Perform single-table and multi-table queries on imported TPC-H sample data, comparing performance with and without parallel execution. You can also explore other TPC-H tests.
Concepts
Parallel Execution
OceanBase Database’s parallel execution refers to concurrent processing in a distributed architecture. OceanBase utilizes distributed architecture, storing data shards across different nodes, achieving parallel processing of both data and compute through data and task partitioning. In OceanBase, each node can independently execute tasks and communicate with each other via high-speed networks to facilitate data interaction and synchronization.
Prerequisites
You have completed the tasks in Get Started with OceanBase Cloudor have existing tenants in the MySQL mode and the corresponding database and account in your environment.
Scenario One: Single Table Query
Select your MySQL tenant.
Click to navigate to Tenant Workspace.
Click to navigate to SQL Console, log in to the SQL console using the database account “tutorial”, and select database “tutorialdb”.
Enter the following SQL statements into the SQL window.
select
l_returnflag,
l_linestatus,
sum(l_quantity) as sum_qty,
sum(l_extendedprice) as sum_base_price,
sum(l_extendedprice * (1 - l_discount)) as sum_disc_price,
sum(l_extendedprice * (1 - l_discount) * (1 + l_tax)) as sum_charge,
avg(l_quantity) as avg_qty,
avg(l_extendedprice) as avg_price,
avg(l_discount) as avg_disc,
count(*) as count_order
from
lineitem
where
l_shipdate <= date '1998-12-01' - interval '90' day
group by
l_returnflag,
l_linestatus
order by
l_returnflag,
l_linestatus;
- Click to execute the SQL , and query data in table
lineitemwhile recording execution time.
SQL Execution Analysis
The execution time is approximately 315.73ms, which is 3~5 times faster than a MySQL instance of similar specifications.
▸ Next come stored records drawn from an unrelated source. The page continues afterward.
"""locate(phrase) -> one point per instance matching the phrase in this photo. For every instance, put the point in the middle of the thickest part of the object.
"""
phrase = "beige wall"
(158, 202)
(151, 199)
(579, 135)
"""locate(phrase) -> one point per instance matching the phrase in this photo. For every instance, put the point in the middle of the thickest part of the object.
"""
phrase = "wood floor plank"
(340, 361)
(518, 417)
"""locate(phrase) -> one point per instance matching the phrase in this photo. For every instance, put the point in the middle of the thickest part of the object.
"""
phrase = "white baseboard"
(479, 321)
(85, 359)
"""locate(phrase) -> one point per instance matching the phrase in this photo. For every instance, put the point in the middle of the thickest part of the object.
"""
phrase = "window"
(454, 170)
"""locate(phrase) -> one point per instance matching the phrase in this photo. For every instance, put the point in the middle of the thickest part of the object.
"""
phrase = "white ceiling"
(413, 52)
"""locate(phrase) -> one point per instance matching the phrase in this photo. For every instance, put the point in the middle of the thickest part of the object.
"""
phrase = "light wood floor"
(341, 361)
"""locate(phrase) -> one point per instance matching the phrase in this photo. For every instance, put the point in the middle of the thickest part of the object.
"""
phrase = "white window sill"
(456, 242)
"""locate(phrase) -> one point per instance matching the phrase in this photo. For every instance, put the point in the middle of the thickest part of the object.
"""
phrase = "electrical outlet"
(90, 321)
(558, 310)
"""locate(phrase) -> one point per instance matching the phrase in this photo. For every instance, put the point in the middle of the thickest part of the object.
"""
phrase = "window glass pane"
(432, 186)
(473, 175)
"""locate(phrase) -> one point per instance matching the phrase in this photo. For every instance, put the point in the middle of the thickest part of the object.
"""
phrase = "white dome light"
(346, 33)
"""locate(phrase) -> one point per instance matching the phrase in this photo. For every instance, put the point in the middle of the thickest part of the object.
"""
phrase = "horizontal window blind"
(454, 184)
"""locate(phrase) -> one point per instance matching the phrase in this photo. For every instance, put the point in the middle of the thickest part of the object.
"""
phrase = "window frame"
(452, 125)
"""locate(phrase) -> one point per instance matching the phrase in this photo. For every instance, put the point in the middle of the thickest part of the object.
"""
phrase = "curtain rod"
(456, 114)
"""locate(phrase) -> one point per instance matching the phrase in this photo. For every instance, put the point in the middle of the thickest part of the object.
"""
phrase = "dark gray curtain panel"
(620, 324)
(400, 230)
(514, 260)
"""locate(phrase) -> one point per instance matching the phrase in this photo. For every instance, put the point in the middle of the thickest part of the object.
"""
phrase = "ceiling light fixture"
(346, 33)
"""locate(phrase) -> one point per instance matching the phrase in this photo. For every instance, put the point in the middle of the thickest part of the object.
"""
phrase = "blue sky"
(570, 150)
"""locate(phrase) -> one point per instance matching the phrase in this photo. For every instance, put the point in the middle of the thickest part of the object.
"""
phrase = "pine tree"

OceanBase, based on its distributed architecture, not only ensures high-performance transaction processing but also supports real-time analysis and batch processing scenarios, minimizing data redundancy and significantly reducing overall costs for enterprises.
Notice
The above data is for reference only. Please refer to your actual experimental results for accurate values.
Scenario Two: Multi-Table Query
Aggregate query on tables part, supplier, partsupp, nation, region.
select
s_acctbal,
s_name,
n_name,
p_partkey,
p_mfgr,
s_address,
s_phone,
s_comment
from
part,
supplier,
partsupp,
nation,
region
where
p_partkey = ps_partkey
and s_suppkey = ps_suppkey
and p_size = 15
and p_type like '%BRASS'
and s_nationkey = n_nationkey
and n_regionkey = r_regionkey
and r_name = 'EUROPE'
and ps_supplycost = (
select
min(ps_supplycost)
from
partsupp,
supplier,
nation,
region
where
p_partkey = ps_partkey
and s_suppkey = ps_suppkey
and s_nationkey = n_nationkey
and n_regionkey = r_regionkey
and r_name = 'EUROPE'
)
order by
s_acctbal desc,
n_name,
s_name,
p_partkey;
Execute the following command to enable parallel execution with 8 parallel threads to speed up computation and record computation time.
select /*+ parallel(8) */
s_acctbal,
s_name,
n_name,
p_partkey,
p_mfgr,
s_address,
s_phone,
s_comment
from
part,
supplier,
partsupp,
nation,
region
where
p_partkey = ps_partkey
and s_suppkey = ps_suppkey
and p_size = 15
and p_type like '%BRASS'
and s_nationkey = n_nationkey
and n_regionkey = r_regionkey
and r_name = 'EUROPE'
and ps_supplycost = (
select
min(ps_supplycost)
from
partsupp,
supplier,
nation,
region
where
p_partkey = ps_partkey
and s_suppkey = ps_suppkey
and s_nationkey = n_nationkey
and n_regionkey = r_regionkey
and r_name = 'EUROPE'
)
order by
s_acctbal desc,
n_name,
s_name,
p_partkey;
Click to execute SQL, and query data in table lineitem while recording execution time.
SQL Execution Analysis
Without parallel execution, the execution time is approximately 1.44s. With 8 parallel executions enabled, the execution time is reduced to 397.7ms, demonstrating significantly faster performance. OceanBase, leveraging its distributed architecture, not only ensures high-performance transaction processing but also supports real-time analysis and batch processing scenarios, minimizing data redundancy and significantly reducing overall costs for enterprises.
Notice
The above data is for reference only. Please refer to your actual experimental results for accurate values.